Come nel primo capitolo è l’esperienza sensoriale (da fare obbligatoriamente in sala) a caratterizzare la messinscena, con le musiche di Hans Zimmer come sfondo pressoché costante e il sonoro a sovrastare in maniera incessante le lunghe sequenze d’azione. Dal punto di vista narrativo (elemento che sembra interessare meno a Villeneuve), per la verità non c’è molto più di quanto non sapessimo (dal film di Lynch, dal primo capitolo e in generale dall’epica di Herbert che ha fatto scuola) e probabilmente il côté spirituale e new age (molto anni Settanta) del racconto andrebbe aggiornato al presente, spingendo magari in una direzione più ambientalista o umanista, al passo con i tempi. Ma in fondo il successo globale di «Dune» conferma che va bene così, mentre il terzo capitolo – su cui ci sono già enormi aspettative – è già stato annunciato.
(UCI Cinemas Curno e Orio, Arcadia Stezzano, Anteo Treviglio, Starplex Romano di Lombardia)
«American Fiction» di Cord Jefferson
Vincitore della miglior sceneggiatura non originale agli ultimi Oscar, «American Fiction» è un piccolo film – apparentemente senza troppe pretese (lo si capisce anche per il fatto che da noi sia arrivato direttamente su piattaforma, senza passare in sala) – che sta invece raccogliendo consensi un po’ dappertutto. Si tratta di una comedy-drama tratta dal romanzo «Cancellazione» di Percival Everett. Racconta di uno scrittore e docente universitario di letteratura afroamericano, Thelonious Ellison detto “Monk”, autore di romanzi complessi e destinati a un pubblico colto, il quale si trova travolto, suo malgrado, dal clima culturale basato sull’inclusione e la rivendicazione dei diritti tipico di questi tempi. Congedato per qualche mese dalla propria università californiana dopo un diverbio sull’utilizzo della parola nigger (che Monk trova legittimo in un determinato contesto letterario) con una studentessa bianca, torna a Boston dalla famiglia. È l’occasione per chiarire i rapporti con i fratelli e l’anziana madre che inizia a manifestare i segni di demenza, ma anche per comprendere il proprio ruolo di maschio afroamericano e uomo di cultura cinquantenne nella società americana di oggi.

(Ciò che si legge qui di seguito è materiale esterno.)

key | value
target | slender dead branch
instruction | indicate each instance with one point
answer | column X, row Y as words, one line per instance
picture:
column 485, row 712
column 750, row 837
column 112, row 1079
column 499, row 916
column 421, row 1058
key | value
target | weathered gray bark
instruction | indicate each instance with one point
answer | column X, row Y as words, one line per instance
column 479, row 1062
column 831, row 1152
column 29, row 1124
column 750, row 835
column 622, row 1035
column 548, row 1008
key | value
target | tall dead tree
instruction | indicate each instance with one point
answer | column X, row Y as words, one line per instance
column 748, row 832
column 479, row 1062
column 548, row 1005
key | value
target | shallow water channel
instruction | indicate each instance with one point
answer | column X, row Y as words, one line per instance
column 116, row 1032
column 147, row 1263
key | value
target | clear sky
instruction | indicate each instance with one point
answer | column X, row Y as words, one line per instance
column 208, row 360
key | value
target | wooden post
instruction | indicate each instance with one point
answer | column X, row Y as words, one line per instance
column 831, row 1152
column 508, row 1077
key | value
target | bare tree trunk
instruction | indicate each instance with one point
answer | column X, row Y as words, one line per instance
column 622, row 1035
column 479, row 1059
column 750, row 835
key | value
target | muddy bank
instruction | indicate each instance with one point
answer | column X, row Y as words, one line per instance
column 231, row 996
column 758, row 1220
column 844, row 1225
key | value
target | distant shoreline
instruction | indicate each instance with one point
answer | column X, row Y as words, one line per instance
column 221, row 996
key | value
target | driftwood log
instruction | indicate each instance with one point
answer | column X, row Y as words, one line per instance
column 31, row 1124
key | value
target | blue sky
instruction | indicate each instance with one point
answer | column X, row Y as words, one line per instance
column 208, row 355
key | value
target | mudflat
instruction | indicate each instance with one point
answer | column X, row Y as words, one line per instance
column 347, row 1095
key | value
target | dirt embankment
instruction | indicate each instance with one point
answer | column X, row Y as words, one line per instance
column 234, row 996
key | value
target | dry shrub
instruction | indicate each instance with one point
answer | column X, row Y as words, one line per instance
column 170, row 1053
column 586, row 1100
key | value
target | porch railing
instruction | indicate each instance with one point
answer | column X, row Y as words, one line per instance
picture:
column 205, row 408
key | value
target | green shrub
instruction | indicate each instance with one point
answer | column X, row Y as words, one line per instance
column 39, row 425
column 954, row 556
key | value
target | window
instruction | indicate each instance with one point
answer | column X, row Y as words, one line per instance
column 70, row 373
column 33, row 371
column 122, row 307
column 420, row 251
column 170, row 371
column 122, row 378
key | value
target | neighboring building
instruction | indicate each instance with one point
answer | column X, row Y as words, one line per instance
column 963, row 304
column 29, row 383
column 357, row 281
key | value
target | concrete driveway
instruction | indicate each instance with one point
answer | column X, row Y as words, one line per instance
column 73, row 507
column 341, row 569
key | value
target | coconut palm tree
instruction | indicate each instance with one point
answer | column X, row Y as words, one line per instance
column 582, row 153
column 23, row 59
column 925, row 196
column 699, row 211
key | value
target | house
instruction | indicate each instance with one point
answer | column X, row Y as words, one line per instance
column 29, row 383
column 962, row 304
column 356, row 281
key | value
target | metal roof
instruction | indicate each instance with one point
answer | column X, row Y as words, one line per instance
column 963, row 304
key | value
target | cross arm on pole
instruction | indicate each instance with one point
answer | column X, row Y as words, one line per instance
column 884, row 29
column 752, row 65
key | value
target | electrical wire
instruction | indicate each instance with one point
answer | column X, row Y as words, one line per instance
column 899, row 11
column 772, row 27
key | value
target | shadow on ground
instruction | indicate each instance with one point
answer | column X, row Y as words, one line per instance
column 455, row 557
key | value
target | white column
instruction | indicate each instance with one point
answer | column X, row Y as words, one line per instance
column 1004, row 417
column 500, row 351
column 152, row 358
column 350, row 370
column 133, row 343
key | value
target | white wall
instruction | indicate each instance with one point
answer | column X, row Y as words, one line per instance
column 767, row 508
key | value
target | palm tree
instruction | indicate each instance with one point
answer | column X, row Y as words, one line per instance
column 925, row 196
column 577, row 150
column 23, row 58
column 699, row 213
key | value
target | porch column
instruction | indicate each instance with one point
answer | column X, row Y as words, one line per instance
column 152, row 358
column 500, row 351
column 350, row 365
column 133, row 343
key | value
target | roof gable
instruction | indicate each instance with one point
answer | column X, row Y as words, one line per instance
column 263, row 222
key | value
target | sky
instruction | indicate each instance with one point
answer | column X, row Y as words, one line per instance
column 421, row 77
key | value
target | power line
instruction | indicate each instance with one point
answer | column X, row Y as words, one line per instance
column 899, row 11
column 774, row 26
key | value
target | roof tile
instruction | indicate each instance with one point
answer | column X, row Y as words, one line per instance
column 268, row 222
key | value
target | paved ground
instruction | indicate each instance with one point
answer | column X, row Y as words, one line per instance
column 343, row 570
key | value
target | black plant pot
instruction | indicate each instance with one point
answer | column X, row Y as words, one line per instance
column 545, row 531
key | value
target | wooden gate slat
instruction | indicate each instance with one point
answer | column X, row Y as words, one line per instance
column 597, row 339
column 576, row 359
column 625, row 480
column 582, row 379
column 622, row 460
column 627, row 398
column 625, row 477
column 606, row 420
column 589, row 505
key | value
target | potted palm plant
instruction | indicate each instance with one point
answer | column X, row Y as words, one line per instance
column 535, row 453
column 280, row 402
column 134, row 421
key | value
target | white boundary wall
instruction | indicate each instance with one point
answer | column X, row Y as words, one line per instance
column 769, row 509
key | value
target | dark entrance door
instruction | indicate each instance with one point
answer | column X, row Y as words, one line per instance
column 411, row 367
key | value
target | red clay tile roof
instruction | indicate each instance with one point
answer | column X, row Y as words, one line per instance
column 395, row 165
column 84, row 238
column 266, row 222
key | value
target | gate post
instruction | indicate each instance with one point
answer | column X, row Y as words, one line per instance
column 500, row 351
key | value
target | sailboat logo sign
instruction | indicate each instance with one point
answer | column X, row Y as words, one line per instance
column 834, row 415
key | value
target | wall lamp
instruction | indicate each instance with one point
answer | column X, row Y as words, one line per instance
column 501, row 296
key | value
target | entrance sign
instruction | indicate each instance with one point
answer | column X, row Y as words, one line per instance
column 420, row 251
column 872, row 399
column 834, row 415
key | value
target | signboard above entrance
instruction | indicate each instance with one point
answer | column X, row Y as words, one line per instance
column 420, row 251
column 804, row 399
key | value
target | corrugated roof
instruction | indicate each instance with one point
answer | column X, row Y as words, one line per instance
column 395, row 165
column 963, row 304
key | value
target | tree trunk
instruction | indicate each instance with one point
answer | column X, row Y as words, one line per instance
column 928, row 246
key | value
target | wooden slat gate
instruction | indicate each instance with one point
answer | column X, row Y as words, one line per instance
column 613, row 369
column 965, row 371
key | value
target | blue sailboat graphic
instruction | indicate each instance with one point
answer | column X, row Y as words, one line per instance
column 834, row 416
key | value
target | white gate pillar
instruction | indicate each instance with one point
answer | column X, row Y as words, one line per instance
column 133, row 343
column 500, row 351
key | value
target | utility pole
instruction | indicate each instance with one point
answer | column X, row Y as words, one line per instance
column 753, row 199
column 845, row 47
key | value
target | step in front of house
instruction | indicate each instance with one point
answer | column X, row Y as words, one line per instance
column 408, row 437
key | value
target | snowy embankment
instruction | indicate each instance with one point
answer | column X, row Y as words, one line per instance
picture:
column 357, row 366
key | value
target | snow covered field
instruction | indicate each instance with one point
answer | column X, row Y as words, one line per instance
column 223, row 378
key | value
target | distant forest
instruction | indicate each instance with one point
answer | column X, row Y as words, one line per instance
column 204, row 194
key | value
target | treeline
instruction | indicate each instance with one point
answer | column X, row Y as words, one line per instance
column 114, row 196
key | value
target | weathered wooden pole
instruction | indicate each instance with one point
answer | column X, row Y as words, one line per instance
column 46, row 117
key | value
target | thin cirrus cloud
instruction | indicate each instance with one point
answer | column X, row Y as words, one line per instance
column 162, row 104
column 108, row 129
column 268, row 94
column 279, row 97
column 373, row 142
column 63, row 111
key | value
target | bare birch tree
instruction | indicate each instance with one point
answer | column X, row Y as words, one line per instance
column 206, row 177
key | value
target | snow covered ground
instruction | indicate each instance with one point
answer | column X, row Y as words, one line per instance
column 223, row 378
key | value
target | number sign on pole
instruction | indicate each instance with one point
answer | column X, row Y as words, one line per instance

Monk non vuole dover interpretare la parte dello scrittore «black» politicamente impegnato, cosa che gli viene richiesta spesso dagli editori: vorrebbe essere solo e semplicemente uno scrittore. Una sera però, un po’ per frustrazione e un po’ per sfida, scrive di getto un romanzo zeppo di stereotipi sulle persone nere, condito da uno stile grezzo e ammiccante, che rispecchia esattamente tutto quello che la classe bianca pensa debba essere un «libro black contemporaneo». Lo pubblica sotto pseudonimo e fa il botto. Da quel momento viene travolto dal successo di un libro che odia e che, pur rappresentando tutto quello che lui non è, lo rende improvvisamente ricco e in grado di prendersi cura della madre malata e dei bisogni della propria famiglia. «American Fiction» è un film scritto bene, forse non raffinatissimo e un po’ schematico, ma senz’altro in grado di toccare le corde della sensibilità woke contemporanea da un punto di vista originale, facendo emergere tutta la complessità e le zone grigie del dibattito intorno alle questioni sociali e razziali. Si trova su Amazon Prime: non fatevelo scappare.